When the Great Wave was originally produced in c. 1831, a standard, single sheet print had a fixed price at 16 mon (roughly $4 today, the equivalent of a double serving of noodles). If the maximum number of prints were pulled before the blocks needed to be re-carved, it is possible 8000 impressions of the Great Wave were originally produced. However, before we jump forward in time, we must consider that today, it's not so much a question of "how many were made?" but "how many have survived?"
Given the ephemeral nature of woodblock prints even if 8000 Great Waves were originally produced it is likely less than 25% of those prints would have survived past their first few years of ownership and of these only another 25% would have survived until today. Accordingly, the number of extant copies can be assumed to be fewer than 500, with even fewer still in collectible condition. Today, roughly 100 Great Waves are accounted for in public collections with an equal number likely in private collections. It is therefore safe to assume there are less than 250 collectable copies of the Great Wave today.
Looking at 38 public sales of the Great Waves over the last 30 years shows that the price of the Great Wave has exponentially increased with each decade.
- -In the 1990s Hokusai’s Great Wave sold for an average price of $33,793.
- -In the 2000s Hokusai’s Great Wave sold for an average price of $85,144.
- -In the 2010s Hokusai’s Great Wave sold for an average price of $307,741.
- -In the 2020s, including the recent world record sale, Hokusai’s Great Wave has sold for an average price of $924,271.
In essence, with each decade there are fewer extant prints on the market and considerably more demand for those prints. Based upon an average value of $924,271 and assuming there are 250 Great Waves in existence, then the value of the Great Waves if it was a one-of-a-kind work of art would be over $230,000,000–firmly positioning it as one of the top 10 most expensive works of art alongside Leonardo Da Vinci’s Salvatore Mundi ($450M), Willem de Kooning’s Interchange ($300M), Paul Cezanne’s The Card Players ($250M), Paul Gauguin’s Nafea Faa Ipoipo ($210M), Jackson Pollock’s Number 17A ($200M), Mark Rothko’s No. 6. ($186M), Gustav Klimt’s Water Serpent II ($183.3M), Rembrandt van Rijn’s Portraits of Maerten Soolmans and Oopjen Coppit ($180M), and Pablo Picasso’s Les Femmes d’Alger ($179.3M).
Given the Great Wave’s prominence as one of the most iconic works in art history, $924,271 seems to be a reasonable baseline valuation from which the price of an individual impression can fluctuate up or down. Simply put, not all impressions were created equal and furthermore the years have been kinder to some more than others.

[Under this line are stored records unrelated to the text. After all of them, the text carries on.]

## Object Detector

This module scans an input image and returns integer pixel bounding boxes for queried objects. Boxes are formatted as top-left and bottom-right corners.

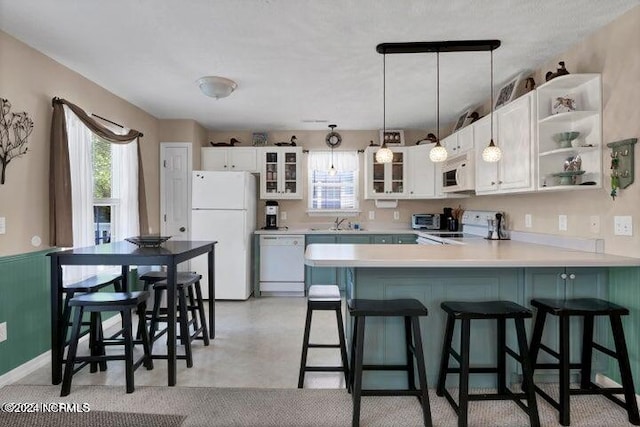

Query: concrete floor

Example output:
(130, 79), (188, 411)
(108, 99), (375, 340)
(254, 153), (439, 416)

(18, 297), (347, 389)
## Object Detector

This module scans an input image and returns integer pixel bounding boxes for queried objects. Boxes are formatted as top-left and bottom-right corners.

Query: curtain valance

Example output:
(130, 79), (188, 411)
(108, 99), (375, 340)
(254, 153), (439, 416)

(49, 97), (148, 247)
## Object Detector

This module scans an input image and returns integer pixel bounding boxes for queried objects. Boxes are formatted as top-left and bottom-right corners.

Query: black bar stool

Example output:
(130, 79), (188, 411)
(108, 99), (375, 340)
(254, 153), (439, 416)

(60, 274), (123, 372)
(529, 298), (640, 426)
(436, 300), (539, 427)
(298, 285), (349, 388)
(148, 273), (209, 368)
(61, 291), (153, 396)
(348, 298), (432, 427)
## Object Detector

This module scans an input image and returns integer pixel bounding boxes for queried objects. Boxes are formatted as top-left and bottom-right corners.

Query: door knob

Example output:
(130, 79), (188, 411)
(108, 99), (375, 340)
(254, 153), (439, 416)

(179, 227), (186, 232)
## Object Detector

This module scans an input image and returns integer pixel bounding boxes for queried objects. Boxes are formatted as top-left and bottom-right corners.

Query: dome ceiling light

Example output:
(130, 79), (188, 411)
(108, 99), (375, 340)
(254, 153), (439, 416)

(197, 76), (238, 99)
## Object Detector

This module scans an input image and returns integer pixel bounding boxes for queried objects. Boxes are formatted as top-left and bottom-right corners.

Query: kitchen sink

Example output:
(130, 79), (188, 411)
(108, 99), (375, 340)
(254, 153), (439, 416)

(308, 227), (365, 232)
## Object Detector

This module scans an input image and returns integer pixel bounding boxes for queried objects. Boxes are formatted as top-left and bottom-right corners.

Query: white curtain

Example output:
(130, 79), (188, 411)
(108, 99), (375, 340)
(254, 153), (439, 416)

(308, 151), (359, 172)
(63, 105), (96, 282)
(111, 138), (139, 241)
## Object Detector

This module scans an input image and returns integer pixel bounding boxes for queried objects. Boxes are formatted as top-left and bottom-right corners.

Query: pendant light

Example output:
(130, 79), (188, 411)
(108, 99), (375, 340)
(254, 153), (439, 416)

(375, 53), (394, 164)
(325, 124), (342, 175)
(429, 51), (448, 163)
(482, 49), (502, 162)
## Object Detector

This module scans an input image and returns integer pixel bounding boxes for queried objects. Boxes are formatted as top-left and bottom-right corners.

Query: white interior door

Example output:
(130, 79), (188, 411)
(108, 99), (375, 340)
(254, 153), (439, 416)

(160, 143), (192, 240)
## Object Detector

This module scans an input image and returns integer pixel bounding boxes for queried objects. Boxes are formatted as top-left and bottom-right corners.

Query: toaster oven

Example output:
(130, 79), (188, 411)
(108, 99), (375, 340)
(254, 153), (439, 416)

(411, 213), (445, 230)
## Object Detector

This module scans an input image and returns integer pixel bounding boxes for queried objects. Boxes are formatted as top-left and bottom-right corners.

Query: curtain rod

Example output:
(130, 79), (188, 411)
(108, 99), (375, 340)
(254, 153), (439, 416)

(303, 149), (364, 153)
(91, 113), (144, 138)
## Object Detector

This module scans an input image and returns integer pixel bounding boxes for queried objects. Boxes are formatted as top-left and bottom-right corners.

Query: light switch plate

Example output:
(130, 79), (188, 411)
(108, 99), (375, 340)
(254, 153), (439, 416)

(614, 215), (633, 236)
(525, 214), (532, 228)
(0, 322), (6, 342)
(559, 215), (568, 231)
(368, 211), (375, 220)
(280, 211), (287, 221)
(0, 217), (5, 234)
(393, 211), (400, 220)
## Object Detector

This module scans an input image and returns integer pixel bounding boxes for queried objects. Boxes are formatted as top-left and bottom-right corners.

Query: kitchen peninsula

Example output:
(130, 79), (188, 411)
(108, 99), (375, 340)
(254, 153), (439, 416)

The Great Wave sold at Christie’s this March was a very fine print, but not perfect. It had a sharp early impression with the rear peak of Mount Fuji visible. It had strong color with the clouds in the background still visible. It had no centerfold and was only slightly trimmed. But the print had been restored and cleaned; there is evidence that the print had at one time been mounted on a backing and the residual glue from this mounting remains clearly visible on the reverse. Christie’s marketed it as one of the top 20 impressions worldwide and I wouldn’t disagree, but I have seen finer impressions come to market.
Which leads to the question, if a top 20 Great Wave sold for $2.75M, what would a top 10, or the finest impression sell for today? Could there be a $5M Great Wave out there waiting to be sold? I wouldn’t be surprised, but that doesn’t make it the “right” price. After all, a single data point doesn’t make or break a market.